The number that matters: €1,000,000 — the authorised capital, which is 10,000 times the issued capital of €100. This gap is common in Irish construction companies and reflects a structure designed for flexibility rather than capitalisation. But it also means the company's real financial strength lies in its trading performance, not its balance sheet — making payment disputes existential rather than merely inconvenient.
The Broader Picture
The Companies Registration Office
While the courts were busy with regulatory enforcement and insolvency proceedings, the CRO was processing a steady flow of new company formations. 706 new companies were registered in the week of 8–14 January 2026 — a typical January pace as businesses formalise structures after the new year. Notable formations include Castle Paving Ireland Ltd (external company, construction sector), Tillotts Pharma AG (Swiss pharma registering an Irish presence), and SL Exploration Ventures Limited (mining support activities, Galway) — a reminder that Ireland's company register reflects the full breadth of the economy, from pharma to paving.

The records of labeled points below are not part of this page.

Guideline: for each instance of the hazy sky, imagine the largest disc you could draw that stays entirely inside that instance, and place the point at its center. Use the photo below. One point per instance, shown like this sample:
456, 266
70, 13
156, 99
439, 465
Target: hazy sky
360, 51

| Company | Type | Sector | Address |
|---|---|---|---|
| Castle Paving Ireland Ltd | External Company | Construction | Dublin (The Black Church) |
| Tillotts Pharma AG | External Company | Pharmaceuticals | Dublin Airport Central |
| SL Exploration Ventures Limited | Private Ltd | Mining Support | Moycullen, Galway |
| Apex Nursing Limited | Private Ltd | Employment Placement | Newcastle, Dublin |
| Ascari Electrical Limited | Private Ltd | Electrical Installation | Naas, Kildare |
Property Markets & Plans
The residential property market recorded 612 transactions in the week of 8–14 January 2026, with an average price of €377,202 and a median of €347,839 — the gap between mean and median suggesting a tail of high-value transactions pulling the average up. The week's highest transaction reached €2.25 million. Meanwhile, the High Court's ruling in [2026] IEHC 10 (Connolly v Connolly) ordered the open-market sale of a Foxrock, Dublin 18 property over the objections of co-owners who wanted to entertain conditional developer offers — a reminder that the courts will not allow co-ownership disputes to block market sales.

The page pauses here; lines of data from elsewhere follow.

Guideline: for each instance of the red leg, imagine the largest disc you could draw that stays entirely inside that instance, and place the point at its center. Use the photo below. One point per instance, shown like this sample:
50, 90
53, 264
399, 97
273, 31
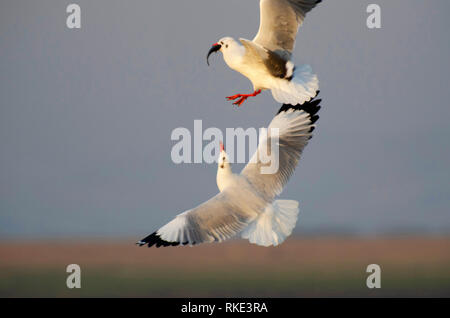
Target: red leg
243, 97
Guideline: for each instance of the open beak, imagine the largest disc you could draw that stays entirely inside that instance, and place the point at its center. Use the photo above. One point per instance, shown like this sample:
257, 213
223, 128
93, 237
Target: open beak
216, 47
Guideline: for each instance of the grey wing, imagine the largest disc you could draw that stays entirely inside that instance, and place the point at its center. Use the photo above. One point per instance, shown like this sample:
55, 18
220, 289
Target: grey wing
279, 23
295, 125
215, 220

| Metric | Value | Signal |
|---|---|---|
| Total transactions (8–14 Jan 2026) | 612 | Active Market |
| Average transaction price | €377,202 | Above median |
| Median transaction price | €347,839 | Benchmark |
| Highest transaction | €2,250,000 | Premium end active |
| Foxrock property (Connolly v Connolly) | Court-ordered open market sale | Co-ownership dispute resolved |
The Week Ahead
The first full week of High Court sittings in 2026 has set the tone for the year: regulators are winning, listed companies are under financial pressure, and the courts are applying the Kirwan delay doctrine with force. The ComReg v Sky ruling will reverberate through the telecoms sector for months. The San Leon Energy winding-up petition will proceed to a full hearing — watch for the company's response and any settlement discussions. And the Construction Contracts Act ruling will prompt urgent conversations in the construction industry about whether the Act needs legislative strengthening.
What to Watch:
- San Leon Energy PLC's response to the winding-up petition — settlement or full hearing?
- Industry reaction to the ComReg v Sky ruling — will other telecoms providers comply voluntarily or wait for enforcement?
- Legislative response to the Construction Contracts Act ruling — will the Oireachtas move to restore the default payment mechanism?